Mamy wielką satysfakcję, że można powiedzieć, na bazie doświadczeń naszego zespołu powstał Międzynarodowy Festiwal Muzyki Cerkiewnej, którego byłem współzałożycielem na zaproszenie głównego pomysłodawcy dyrektora Mikołaja Buszki. Mój zespół także w nim uczestniczył od 1982 r., czyli od początku. Cieszę się, że dziś dorobiliśmy się już profesjonalnej konkurencji, m.in. we Wrocławiu i Poznaniu.
Oprócz udziału w dziesiątkach koncertów ma też ksiądz z zespołem spory dorobek filmowy.
To trochę peryferyjna działalność, ale rzeczywiście nazbierało się tego. Nagrywaliśmy oprawę dźwiękową m.in. do „Lekcji martwego języka" Janusza Majewskiego, „Lawy" Tadeusza Konwickiego, „Pięknej nieznajomej" Jerzego Hoffmana i u Wajdy - do „Kroniki wypadków miłosnych" i „ Szatowa" opartego na „Biesach".U Wajdy zostałem także aktorem. Zagrałem w „Szatowie" spowiednika... Omara Sharifa. To naprawdę genialny aktor. Podziwiałem jego maestrię. On jako Wierchowienski leżał umierający na marach, a ja czytałem mu modlitwy w języku staro-cerkiewno-słowiańskim. Nie znał go, ale jak tę scenę zagrał! Wargi mu zadrżały, gdy usłyszał moje słowa, i łzy popłynęły mu jak groch...
Największa księdza satysfakcja??
Odrodzenie tradycji muzyki cerkiewnej i Kościoła prawosławnego na wschodzie Europy, gdzie doświadczył wielkich prześladowań. Tylko za czasów Chruszczowa zburzono w Rosji 10 tysięcy świątyń.
Prześladowania dotknęły także moją rodzinę. Mój starszy brat Sergiusz, który przeniósł się do Mińska (miał tam zespół instrumentalno-wokalny), po śmierci Stalina wyszedł na ulicę i śpiewał. Zatrzymał go milicjant i pouczył, że trzeba płakać, bo ojciec narodu odszedł. Na to brat odpowiedział: „Tuda, sobakie, doroga" (Tutaj, sobace, droga). I za to jedno zdanie odsiedział dziesięć łat w Workucie.
Cieszy mnie, że młodzi w Rosji, na Białorusi, Ukrainie wracają do wiary swoich przodków.
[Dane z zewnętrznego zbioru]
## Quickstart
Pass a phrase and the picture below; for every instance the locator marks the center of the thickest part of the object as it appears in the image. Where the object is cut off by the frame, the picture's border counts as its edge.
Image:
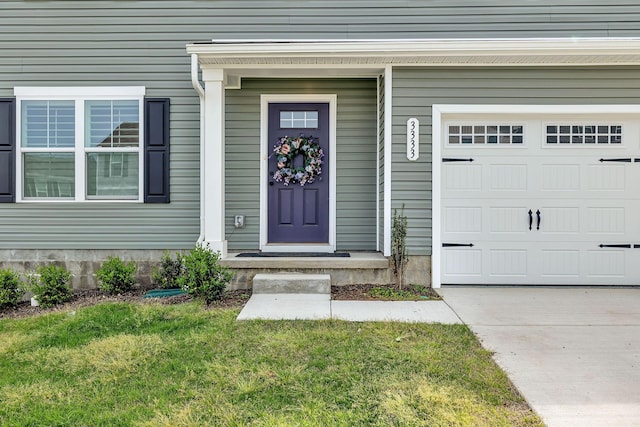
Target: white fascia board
(111, 92)
(507, 48)
(460, 109)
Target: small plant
(11, 288)
(166, 276)
(399, 254)
(51, 285)
(116, 276)
(203, 276)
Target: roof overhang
(444, 52)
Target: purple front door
(299, 209)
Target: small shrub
(204, 277)
(399, 253)
(166, 276)
(11, 288)
(51, 285)
(116, 276)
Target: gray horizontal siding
(356, 158)
(169, 24)
(100, 43)
(417, 89)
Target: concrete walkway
(320, 306)
(574, 353)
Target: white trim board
(448, 111)
(265, 100)
(515, 51)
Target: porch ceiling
(367, 54)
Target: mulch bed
(363, 293)
(85, 298)
(231, 299)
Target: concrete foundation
(360, 268)
(81, 263)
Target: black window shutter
(7, 150)
(156, 150)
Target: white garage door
(540, 199)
Myślę, że to nie tylko moda, ale i potrzeba ducha.
No i że muzyka cerkiewna łączy nas ponad granicami na tym wyjątkowym festiwalu, który przywraca równowagę między sferą ducha a postępem myśli ludzkiej, technologii. Człowiek jest istotą dychotomiczną i w czasach globalizacji powinien dążyć nie tylko do zaspokajania podstawowych potrzeb życiowych, ale i do sublimacji ducha.